Description
The (ECMAScript) regular expression [\W\D]
describes a character class that matches the union of (a) all non-alphanumeric characters and (b) all non-digits. So effectively, should be equivalent to [\D]
and thus match all non-digits. However, Boost.Regex actually matches only non-alphanumeric characters.
Test case:
#include <iostream>
#include <boost/regex.hpp>
using namespace boost;
int main()
{
regex re(R"([\W\D])");
std::cout << "matches alphabetic: " << regex_match("a", re) << '\n'
<< "matches digit: " << regex_match("0", re) << '\n'
<< "matches non-alphanumeric: " << regex_match(".", re);
return 0;
}
https://godbolt.org/z/jPf79j5nr
This prints:
matches alphabetic: 0
matches digit: 0
matches non-alphanumeric: 1
But it should print:
matches alphabetic: 1
matches digit: 0
matches non-alphanumeric: 1
I think the problem lies here:
regex/include/boost/regex/v5/basic_regex_creator.hpp
Lines 106 to 110 in 3593750
The negated character classes are bitwise or'ed, but De Morgan's law says that (not w) or (not d) = not (w and d)

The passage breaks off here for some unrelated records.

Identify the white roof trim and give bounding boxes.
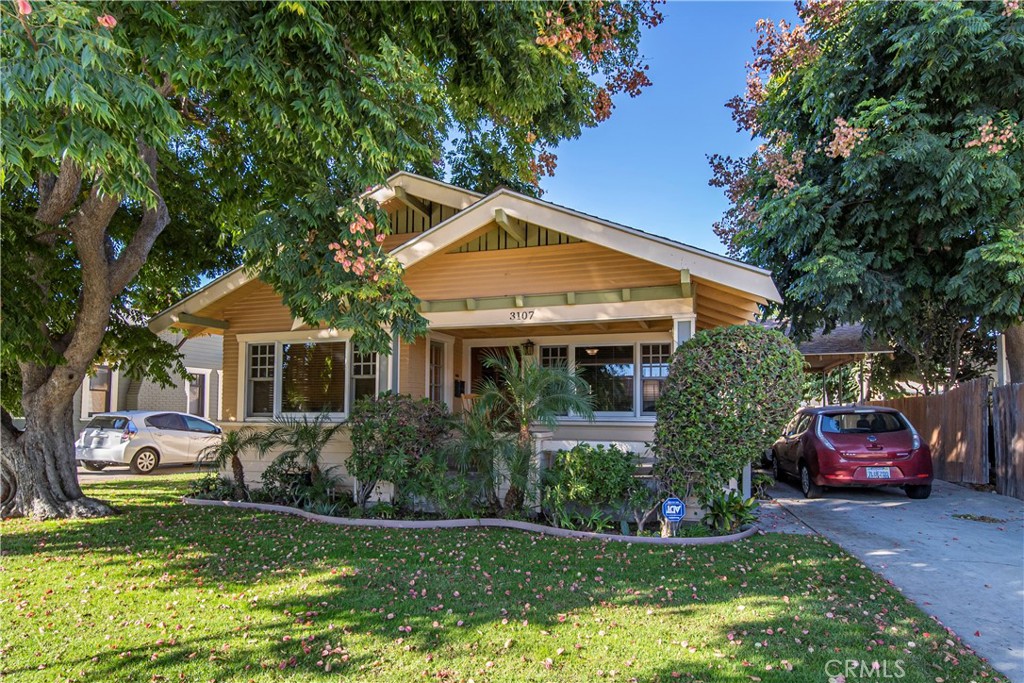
[391,188,781,301]
[148,266,254,334]
[362,171,483,211]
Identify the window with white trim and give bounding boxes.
[85,366,113,418]
[427,341,444,403]
[185,373,207,418]
[640,344,672,415]
[242,337,379,420]
[352,350,377,403]
[246,344,276,418]
[539,341,672,419]
[281,341,346,414]
[574,344,636,415]
[541,346,569,368]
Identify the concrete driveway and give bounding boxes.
[771,481,1024,683]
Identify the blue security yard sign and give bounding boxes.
[662,497,686,522]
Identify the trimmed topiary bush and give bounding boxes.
[653,325,804,502]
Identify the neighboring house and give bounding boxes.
[150,173,779,499]
[74,331,223,433]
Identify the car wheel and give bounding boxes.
[800,463,821,498]
[129,449,160,474]
[904,483,932,501]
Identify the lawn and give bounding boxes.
[0,475,1002,682]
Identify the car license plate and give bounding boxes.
[867,467,889,479]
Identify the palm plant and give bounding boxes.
[263,414,344,487]
[478,347,594,511]
[443,400,516,510]
[196,427,264,498]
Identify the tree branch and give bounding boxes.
[60,187,121,378]
[36,157,82,225]
[110,142,171,297]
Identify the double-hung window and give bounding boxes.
[539,341,672,419]
[281,341,346,414]
[640,344,672,415]
[575,344,636,416]
[246,344,276,418]
[245,339,378,419]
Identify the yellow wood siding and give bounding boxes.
[221,281,309,420]
[404,242,679,300]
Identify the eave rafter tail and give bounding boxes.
[171,313,230,337]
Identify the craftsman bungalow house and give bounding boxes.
[151,173,778,491]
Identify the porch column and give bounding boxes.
[388,332,401,393]
[672,313,697,348]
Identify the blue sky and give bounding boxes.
[542,2,796,254]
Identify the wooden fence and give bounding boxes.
[992,384,1024,500]
[870,377,988,483]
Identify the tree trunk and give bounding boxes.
[1002,324,1024,384]
[0,140,170,519]
[0,392,115,519]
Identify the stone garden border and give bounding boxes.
[181,498,758,546]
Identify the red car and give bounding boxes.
[771,405,932,499]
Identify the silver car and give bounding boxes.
[75,411,221,474]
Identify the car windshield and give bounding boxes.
[821,411,907,434]
[86,415,128,429]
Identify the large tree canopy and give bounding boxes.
[711,0,1024,384]
[0,0,660,516]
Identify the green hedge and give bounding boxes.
[653,325,804,501]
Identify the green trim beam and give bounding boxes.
[171,313,228,330]
[420,283,693,313]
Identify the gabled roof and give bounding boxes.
[150,171,781,332]
[392,187,781,301]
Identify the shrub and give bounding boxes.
[185,472,237,501]
[703,490,758,533]
[653,325,804,503]
[545,443,636,525]
[348,392,452,508]
[479,347,594,513]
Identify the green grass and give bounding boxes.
[0,475,1001,682]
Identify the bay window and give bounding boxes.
[539,341,672,419]
[281,342,345,413]
[640,344,672,415]
[575,344,636,415]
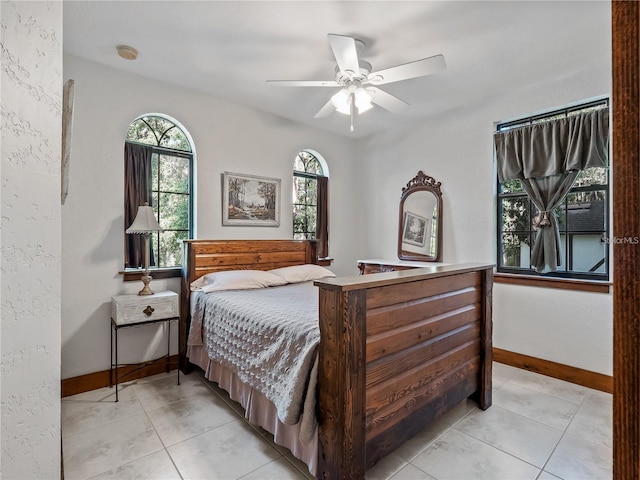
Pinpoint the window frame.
[120,114,195,281]
[495,98,611,284]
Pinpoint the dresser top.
[111,290,178,302]
[358,258,450,268]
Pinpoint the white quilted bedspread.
[190,282,320,425]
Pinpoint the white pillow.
[191,270,287,292]
[269,263,336,283]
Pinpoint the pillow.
[191,270,287,292]
[269,263,336,283]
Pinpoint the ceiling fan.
[267,33,446,132]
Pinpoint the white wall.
[62,56,359,378]
[358,14,613,375]
[62,2,612,378]
[0,1,62,479]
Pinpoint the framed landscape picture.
[222,172,280,227]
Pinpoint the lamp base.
[138,270,156,295]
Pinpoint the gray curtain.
[494,107,609,273]
[124,142,155,268]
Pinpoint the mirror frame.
[398,170,442,262]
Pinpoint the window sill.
[316,257,333,267]
[493,273,611,293]
[118,267,182,282]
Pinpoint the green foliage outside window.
[127,117,193,268]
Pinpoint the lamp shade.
[125,205,162,234]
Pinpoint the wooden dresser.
[358,258,448,275]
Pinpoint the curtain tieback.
[533,210,551,228]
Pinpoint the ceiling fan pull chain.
[349,93,356,133]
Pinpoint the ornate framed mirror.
[398,170,442,262]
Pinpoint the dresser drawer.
[111,292,179,325]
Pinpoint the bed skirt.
[187,345,318,476]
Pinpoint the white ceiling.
[64,0,611,137]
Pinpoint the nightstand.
[109,292,180,402]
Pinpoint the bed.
[180,240,493,479]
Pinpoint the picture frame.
[60,79,75,205]
[222,172,281,227]
[402,211,430,247]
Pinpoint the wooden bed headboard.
[179,240,317,368]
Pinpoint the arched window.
[124,115,193,268]
[293,150,329,258]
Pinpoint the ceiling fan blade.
[267,80,340,87]
[367,87,409,113]
[313,100,336,118]
[327,33,360,73]
[367,55,447,85]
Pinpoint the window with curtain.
[125,116,193,268]
[293,150,329,258]
[494,100,610,280]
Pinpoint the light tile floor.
[62,363,612,480]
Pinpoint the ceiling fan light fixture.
[353,87,373,113]
[331,87,373,115]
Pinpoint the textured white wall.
[0,1,62,479]
[62,53,359,378]
[357,2,613,375]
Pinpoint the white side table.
[109,292,180,402]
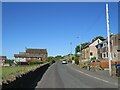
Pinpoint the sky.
[2,2,118,59]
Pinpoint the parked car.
[62,59,67,64]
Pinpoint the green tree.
[81,42,90,48]
[74,54,79,65]
[92,36,104,42]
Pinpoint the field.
[2,64,48,83]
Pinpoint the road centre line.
[71,68,118,86]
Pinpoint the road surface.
[36,61,118,88]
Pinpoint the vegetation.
[81,42,90,48]
[74,54,79,65]
[91,57,96,60]
[75,45,80,53]
[92,36,104,42]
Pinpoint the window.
[103,53,106,58]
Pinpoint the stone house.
[96,34,120,61]
[82,39,102,59]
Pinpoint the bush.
[29,61,44,65]
[91,57,96,60]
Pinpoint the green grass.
[2,63,49,82]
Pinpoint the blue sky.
[2,2,118,58]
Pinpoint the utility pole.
[77,36,82,65]
[70,42,72,60]
[106,4,112,76]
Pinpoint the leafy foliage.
[81,42,90,48]
[75,45,80,53]
[92,36,104,42]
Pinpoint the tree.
[74,54,79,65]
[92,36,104,42]
[81,42,90,48]
[75,45,80,53]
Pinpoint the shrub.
[91,57,96,60]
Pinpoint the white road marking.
[72,68,118,86]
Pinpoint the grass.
[2,64,48,83]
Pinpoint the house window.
[90,52,93,56]
[114,53,116,58]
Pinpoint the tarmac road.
[36,61,118,88]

, so the bit masks should really be bitwise and'ed.
But bitwise and'ing would be problematic as well, because no requirement is placed on traits classes that and'ing the character class bit masks corresponds to the intersection of the character classes. I guess and'ing will probably still work for traits classes provided by Boost.Regex (although I haven't checked that), but it's not guaranteed to do the right thing for user-provided traits classes.